Celtic Crusaders have already been a flop in those parts, having already stated their intention to move to Wrexham. Their decision to up sticks to North Wales defeats the RFL’s objectives and is yet another sign of failure to break the Welsh market. The South Wales project is a puzzler. Giving the club a National Conference birth to start them off would have been a much better idea. Now it remains to be seen whether the cash-fuelled clubs’ owners will inevitably splash their money on an array of second-rate Australian imports to enhance their claim for a Super League licence.  

The move to spread the game to Wales is another indication that RFL Chairman, Richard Lewis is defiant in his bid to manufacture a thriving rugby league community within the hills of the 15-a-side code. 

The RFL should perhaps focus on affairs closer to home. The ‘Welsh adventure’ is not only over-looking the plight of so many cash crippled clubs, but also the potential to nurture emerging young English talents of the game. It is crucial to maintain the development of our potential stars from the lower leagues if we are to compete with Australia in the next ten years.

The amateur game has flooded the leagues in recent years with exciting prospects.
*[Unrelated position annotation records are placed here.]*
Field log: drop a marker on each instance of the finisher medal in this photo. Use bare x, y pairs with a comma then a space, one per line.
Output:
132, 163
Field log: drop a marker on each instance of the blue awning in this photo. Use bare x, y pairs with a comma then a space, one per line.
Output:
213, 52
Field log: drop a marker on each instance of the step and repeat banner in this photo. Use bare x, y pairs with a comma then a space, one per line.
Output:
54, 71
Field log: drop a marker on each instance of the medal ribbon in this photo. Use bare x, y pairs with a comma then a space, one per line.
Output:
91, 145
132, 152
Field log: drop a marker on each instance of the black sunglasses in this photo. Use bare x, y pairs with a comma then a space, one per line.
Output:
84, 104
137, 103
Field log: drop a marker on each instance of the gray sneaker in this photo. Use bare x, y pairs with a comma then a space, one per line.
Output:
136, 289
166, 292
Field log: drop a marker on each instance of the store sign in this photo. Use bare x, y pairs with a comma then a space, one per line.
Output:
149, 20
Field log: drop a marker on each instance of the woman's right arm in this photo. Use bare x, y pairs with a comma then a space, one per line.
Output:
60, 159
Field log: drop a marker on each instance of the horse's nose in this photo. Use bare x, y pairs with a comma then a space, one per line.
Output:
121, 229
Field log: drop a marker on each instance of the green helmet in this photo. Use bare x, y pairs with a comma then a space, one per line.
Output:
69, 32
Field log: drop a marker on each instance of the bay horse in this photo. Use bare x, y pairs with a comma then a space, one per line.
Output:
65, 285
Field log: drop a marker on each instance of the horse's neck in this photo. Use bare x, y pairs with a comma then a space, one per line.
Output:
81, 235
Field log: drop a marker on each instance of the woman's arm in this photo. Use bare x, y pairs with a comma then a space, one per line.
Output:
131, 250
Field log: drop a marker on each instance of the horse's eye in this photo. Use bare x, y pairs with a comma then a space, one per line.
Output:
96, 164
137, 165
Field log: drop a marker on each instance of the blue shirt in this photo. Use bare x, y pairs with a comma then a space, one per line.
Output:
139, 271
Liam Harrison (Barrow), Ade Gardner (St Helens) and Shaun Lunt (Huddersfield) are just a few who have progressed through the ranks to become established Super League players.

Maybe there is a case for a National Conference side to feel aggrieved that they haven’t been considered for the third tier. Steeped in history, Cumbrian amateur club, Wath Brow Hornets or East Yorkshire club, Skirlaugh amongst others could have fit the bill perfectly and added something a little different to the competition.

The RFL need to get it right on English soil before they can make strides on Welsh territory.